建立一个含有1个隐藏层（4个单元）的神经网络模型

# Build a model with a n_h-dimensional hidden layer
parameters = nn_model(X, Y, n_h = 4, num_iterations = 10000, print_cost=True)

# Plot the decision boundary
plot_decision_boundary(lambda x: predict(parameters, x.T), X, Y)
plt.title("Decision Boundary for hidden layer size " + str(4))

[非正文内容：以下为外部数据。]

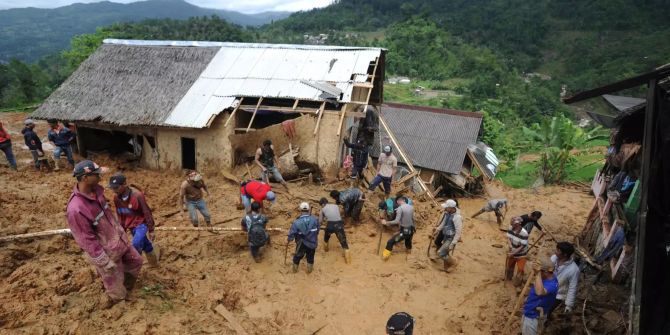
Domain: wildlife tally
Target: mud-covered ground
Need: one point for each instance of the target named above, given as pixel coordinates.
(47, 287)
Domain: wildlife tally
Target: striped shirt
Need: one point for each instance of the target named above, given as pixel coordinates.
(517, 240)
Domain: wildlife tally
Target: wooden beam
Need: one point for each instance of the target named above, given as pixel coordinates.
(253, 116)
(406, 158)
(233, 113)
(343, 113)
(318, 121)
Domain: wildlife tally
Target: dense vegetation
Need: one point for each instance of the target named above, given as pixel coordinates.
(29, 34)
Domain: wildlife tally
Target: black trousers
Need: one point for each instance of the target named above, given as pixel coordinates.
(337, 228)
(405, 234)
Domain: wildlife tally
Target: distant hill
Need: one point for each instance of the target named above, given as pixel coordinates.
(29, 34)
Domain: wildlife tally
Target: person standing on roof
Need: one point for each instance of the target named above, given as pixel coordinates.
(266, 159)
(568, 276)
(305, 232)
(254, 224)
(134, 215)
(330, 213)
(386, 167)
(496, 206)
(255, 191)
(518, 248)
(359, 152)
(61, 137)
(405, 218)
(6, 147)
(191, 198)
(33, 143)
(449, 231)
(352, 199)
(99, 234)
(541, 297)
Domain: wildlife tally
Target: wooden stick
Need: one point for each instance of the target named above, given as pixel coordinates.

Cost after iteration 0: 0.693048
Cost after iteration 1000: 0.288083
Cost after iteration 2000: 0.254385
Cost after iteration 3000: 0.233864
Cost after iteration 4000: 0.226792
Cost after iteration 5000: 0.222644
Cost after iteration 6000: 0.219731
Cost after iteration 7000: 0.217504
Cost after iteration 8000: 0.219550
Cost after iteration 9000: 0.218633

决策边界

# Print accuracy
predictions = predict(parameters, X)
print (''Accuracy: %d'' % float((np.dot(Y,predictions.T) + np.dot(1-Y,1-predictions.T))/float(Y.size)*100) + ''%'')

Accuracy: 90%

可以看出模型较好地将两类点分开了！准确率 90%，比逻辑回归 47%高不少。

4.6 调节隐藏层单元个数

plt.figure(figsize=(16, 32))
hidden_layer_sizes = [1, 2, 3, 4, 5, 20, 50]
for i, n_h in enumerate(hidden_layer_sizes):
    plt.subplot(5, 2, i+1)
    plt.title(''Hidden Layer of size %d'' % n_h)
    parameters = nn_model(X, Y, n_h, num_iterations = 5000)
    plot_decision_boundary(lambda x: predict(parameters, x.T), X, Y)
    predictions = predict(parameters, X)
    accuracy = float((np.dot(Y,predictions.T) + np.dot(1-Y,1-predictions.T))/float(Y.size)*100)
    print ("Accuracy for {} hidden units: {} %".format(n_h, accuracy))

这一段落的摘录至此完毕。